In the current study the antibacterial activity of S. grandiflora bark extracts obtained from different fractions according to the three extracting solvents is explored. The in vitro antibacterial assay used in the present study was the microbroth dilution assay. This assay is particularly appropriate for in vitro antimicrobial activity evaluation of plant extracts because of its high reproducibility compared with the agar diffusion method (Wilkinson 2006).
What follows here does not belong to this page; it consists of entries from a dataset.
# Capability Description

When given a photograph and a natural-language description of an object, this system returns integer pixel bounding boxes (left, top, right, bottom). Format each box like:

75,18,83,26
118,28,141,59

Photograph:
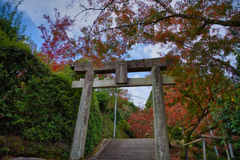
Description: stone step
96,139,155,160
97,157,155,160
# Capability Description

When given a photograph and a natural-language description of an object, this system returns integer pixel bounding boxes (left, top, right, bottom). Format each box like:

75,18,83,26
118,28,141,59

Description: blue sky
0,0,169,106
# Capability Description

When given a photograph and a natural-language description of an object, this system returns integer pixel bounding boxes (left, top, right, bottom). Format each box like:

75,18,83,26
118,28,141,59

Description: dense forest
0,0,240,160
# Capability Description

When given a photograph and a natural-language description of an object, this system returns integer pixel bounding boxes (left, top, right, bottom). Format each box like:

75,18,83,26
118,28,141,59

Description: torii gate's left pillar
70,70,94,160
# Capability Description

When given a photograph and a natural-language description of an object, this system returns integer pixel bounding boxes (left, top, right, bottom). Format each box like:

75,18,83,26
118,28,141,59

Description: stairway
91,138,155,160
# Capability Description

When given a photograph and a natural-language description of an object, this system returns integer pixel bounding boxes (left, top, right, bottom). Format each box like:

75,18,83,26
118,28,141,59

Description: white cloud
19,0,96,26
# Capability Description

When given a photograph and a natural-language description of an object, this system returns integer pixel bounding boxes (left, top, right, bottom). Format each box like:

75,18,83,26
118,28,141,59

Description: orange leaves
38,9,76,71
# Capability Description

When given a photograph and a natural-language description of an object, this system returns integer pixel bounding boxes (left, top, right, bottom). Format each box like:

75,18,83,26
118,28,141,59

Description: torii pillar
70,58,175,160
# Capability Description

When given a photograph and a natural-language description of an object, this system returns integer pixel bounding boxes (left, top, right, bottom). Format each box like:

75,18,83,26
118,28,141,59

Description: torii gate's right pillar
152,66,170,160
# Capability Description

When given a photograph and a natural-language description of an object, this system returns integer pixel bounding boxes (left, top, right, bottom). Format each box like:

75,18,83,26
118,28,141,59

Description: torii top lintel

EAF also revealed high activity against the tested drug-resistant strains. The MIC of EAF against MRSA and VRE were 1.6 and 0.4 mg/mL, respectively. EAF show significantly higher activity than the plant previously reported [Lantana camara L. (Verbenaceae)] which its dichloromethane extract, which showed MIC against MRS and VRE of 6.25 mg/mL and its methanolic extract showed MIC against these two pathogens of 3.125 and 6.25 mg/mL, respectively (Dubey & Padhy 2013).

These results provide important scientific evidence to support the use of S. grandiflora bark as an active ingredient in Asian folk medicine remedies to treat ulcers and wounds as well as other skin disorders related to infections (Venkateshwarlu et al. 2012). However, results of antibacterial activity obtained from in vitro study are usually not sufficient to indicate the therapeutic effect in human due to issues of toxicity and pharmacodynamics. Consequently, pre-clinical testing in animal models is essential for evaluating toxicity and therapeutic effect of the active agents. There are several studies reported on the advantages of using silkworms for therapeutic evaluation in the first step of in vivo search for new antibacterial agents (Kaito et al. 2002; Hamamoto et al. 2004, 2009, 2015; Asami et al. 2010; Fujiyuki et al. 2010). The in vivo results demonstrate that EAF possesses highly effective therapeutic action against S. aureus in infected silkworms. This extract exhibited not only prolonged survival of the infected silkworm but also showed nontoxicity to the silkworms. Previous report revealed that the antibacterial property of S. grandiflora root was caused by several phytoconstituents in the extract (Manigandan & Muzammil 2013). The HPLC fingerprint of EAF was constructed in the current study and indicated that several constituents exist. One major peak was eluted at the same retention time as gallic acid under the same HPLC conditions. Gallic acid is a phenolic compound and possesses inhibitory activity against various microorganisms including bacteria (Díaz-Gómez et al. 2014; Cossu et al. 2016). It is therefore proposed that a major compound of EAF might be gallic acid. Besides, when fractions from the preparative HPLC were tested for antibacterial activity, it was found that the activity of each fraction was not high. The sum of recovery activity of those fractions was only 35% whereas the recovery of antimicrobial activity was 100% when the eluent of the chromatography was collected in total. Previous studies reported the activity enhancement as synergism from the combination of more than one active ingredient could occur (Zuo et al. 2011; Naksuriya & Okonogi 2015). It is considered that a synergistic effect of phytochemical compounds existing in EAF causes the strong antibacterial activity.

Conclusions

Among three fractionated extracts of S. grandiflora bark, EAF possesses the highest antibacterial activity against drug sensitive and resistant pathogenic bacteria (p < 0.05). The MIC of EAF against drug resistant bacteria, MRSA and VRE, are 1.6 and 0.4 mg/mL, respectively. EAF also inhibits Gram-negative E. coli and P. aeruginosa with MIC of 6.2 and 3.1 mg/mL, respectively. EAF and HXF are nontoxic (LC50 >400 mg/mL) to the silkworms in comparison with CFF (LC50 = 65.9 mg/mL). HXF and CFF have no therapeutic effect whereas EAF has a significant (p < 0.05) therapeutic effect on infected silkworms with EC50 of 1.9 mg/mL. EAF consists of at least five compounds, one of them being gallic acid. Preparative HPLC indicates that a synergistic effect of several compounds in EAF results (p < 0.05) in antibacterial activity higher than the sum of individual activities. These results suggest that EAF is a promising antibacterial extract and suitable for further investigation in rodents infected with drug resistant bacteria.